Тут жилистая, сухонькая рука Устиньи нырнула в растрёпанный черный опоясок, вышитые узоры на котором истрепались от времени, превратившись из аккуратных цветов в непонятную мазню из едва различимых грязно-пёстрых пятен, и выудила оттуда что-то, зажатое в кулаке.
– Возьми и никогда не сымай его с себя, слышишь? – еле слышно прошептала старуха. – Заговорённый он. Он беды да от мора поможет.

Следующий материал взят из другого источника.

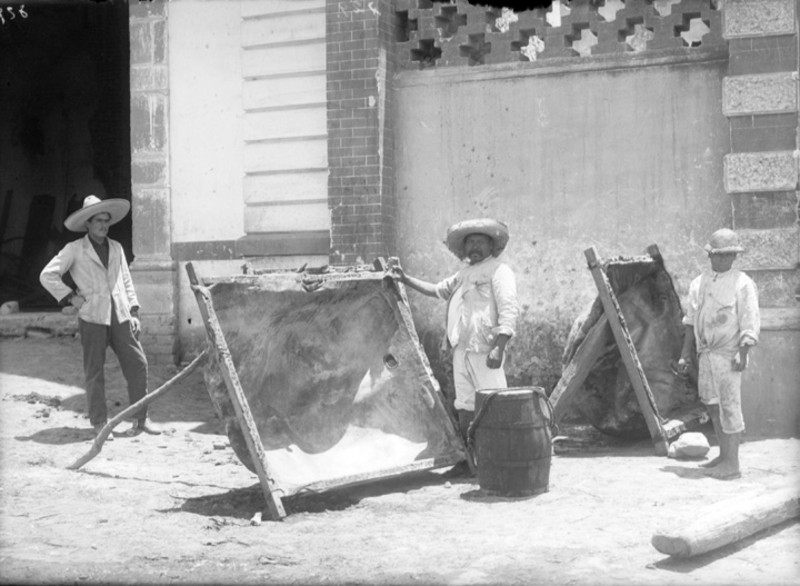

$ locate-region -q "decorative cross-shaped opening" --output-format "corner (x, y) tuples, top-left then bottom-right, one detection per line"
(511, 29), (544, 61)
(675, 13), (711, 47)
(617, 17), (655, 53)
(597, 0), (625, 22)
(411, 39), (442, 69)
(651, 0), (681, 16)
(564, 23), (597, 57)
(458, 34), (492, 66)
(395, 10), (418, 43)
(486, 8), (503, 33)
(486, 8), (519, 33)
(435, 6), (467, 39)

Она протянула кулак к Егору и разжала руку. В замерзшие детские ладошки упало что-то холодное и тяжёлое, и мальчик, следуя какому-то внутреннему наитию, сразу же сжал это в горсти. Устинья разу же молча повернулась и пошла к себе, не оглядываясь.
Егор стоял какое-то время в недоумении, а затем, приблизив руки поближе к лицу, словно пытаясь разглядеть что-то особенно важное, разжал их.
У него в ладонях, сверкая и переливаясь серебром в свете тусклого, как затёртая латунная монета, зимнего солнца, лежал крест.